In the monofunctional chorismate mutase from Bacillus subtilis (PDB code 2cht ), the active sites are located at each of the three subunit interfaces and the reaction involves stabilization of the charged transition state of chorismate via the formation of ionic bonds with a number of acidic and basic side chains in BCM (Chook et al., 1993). A number of studies have established that these electro­static effects provide the main drive in catalysis (Kast et al., 1996). Electrostatic catalysis can additionally be mediated by metal ions and histidine proton shuttling (Christianson & Cox, 1999). Although the C-terminal interface in BB2672 displays conservation of an electrostatic surface analogous to monofunctional BCM, the lack of sequence similarity between the two proteins, as well as their different oligomerization states, makes it unlikely that they share a common ligand. Assuming that the C-terminal interface plays a role in environmental regulation of the BB2672 hexamer assembly, ligand binding might occur along the less extensive and presumably less stable N-­terminal interface that is likely not formed prior to BB2672 hexamerization.

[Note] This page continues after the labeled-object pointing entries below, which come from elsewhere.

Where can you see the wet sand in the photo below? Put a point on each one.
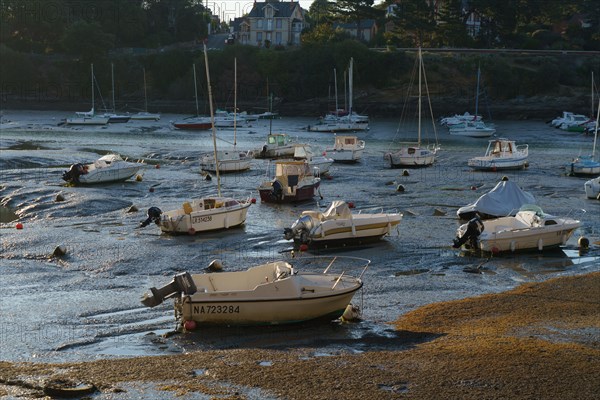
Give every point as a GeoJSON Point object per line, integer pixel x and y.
{"type": "Point", "coordinates": [538, 341]}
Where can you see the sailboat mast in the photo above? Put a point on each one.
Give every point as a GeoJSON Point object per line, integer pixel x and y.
{"type": "Point", "coordinates": [234, 101]}
{"type": "Point", "coordinates": [477, 94]}
{"type": "Point", "coordinates": [350, 83]}
{"type": "Point", "coordinates": [145, 94]}
{"type": "Point", "coordinates": [212, 119]}
{"type": "Point", "coordinates": [92, 69]}
{"type": "Point", "coordinates": [196, 91]}
{"type": "Point", "coordinates": [420, 90]}
{"type": "Point", "coordinates": [112, 80]}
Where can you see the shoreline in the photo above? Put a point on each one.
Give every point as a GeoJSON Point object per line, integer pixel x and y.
{"type": "Point", "coordinates": [540, 340]}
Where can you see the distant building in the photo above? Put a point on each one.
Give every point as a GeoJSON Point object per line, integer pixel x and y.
{"type": "Point", "coordinates": [271, 22]}
{"type": "Point", "coordinates": [364, 30]}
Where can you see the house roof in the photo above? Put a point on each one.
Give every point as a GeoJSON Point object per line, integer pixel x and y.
{"type": "Point", "coordinates": [363, 24]}
{"type": "Point", "coordinates": [282, 9]}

Several genes predicted (https://string.embl.de ) to have functional associations with BB2672 include putative exported proteins (BB2673, BB0971 and BB4692), transcriptional regulators implicated in pathogenesis and multiple antibiotic resistance (BB2675 and BB1771) and various proteins (BB1772, BB1773 and BB1774) involved in branched-chain amino-acid (BCAA; i.e. leucine, isoleucine and valine) metabolism. A similar pattern is observed in the genomic neighborhood of SPO0826, with several genes (SPO0822, SPO0823, SPO0824 and SPO0825) involved in ATP-binding cassette (ABC) type BCAA transport and this pattern is repeated again in other BB2672 orthologs, lending further support to an association of this family with amino-acid metabolism.

The BB2672 protein family (DUF1185; PF06684) contains more than 200 sequence homologs, all of which are approximately 180 residues in length; they are mostly found in proteobacteria, but also in firmicutes and uncultured bacteria from ocean, soil and human microbiota. Members of the DUF1185 family are also present in several human and animal pathogens from burkholderia and bordetella, as well as clostridia, where their genome location on virulence islands suggests a possible role in pathogenesis (Nierman et al., 2004). In some pathogenic bacteria, one of the modes of BCAA transportation is thought to be sensitive to stress induced by changes in osmolarity, pH or temperature (Vijaranakul et al., 1998). In this context, BB2672 and its homologs might present attractive drug targets since, similar to chorismate mutases, DUF1185 homologs are not found in mammals.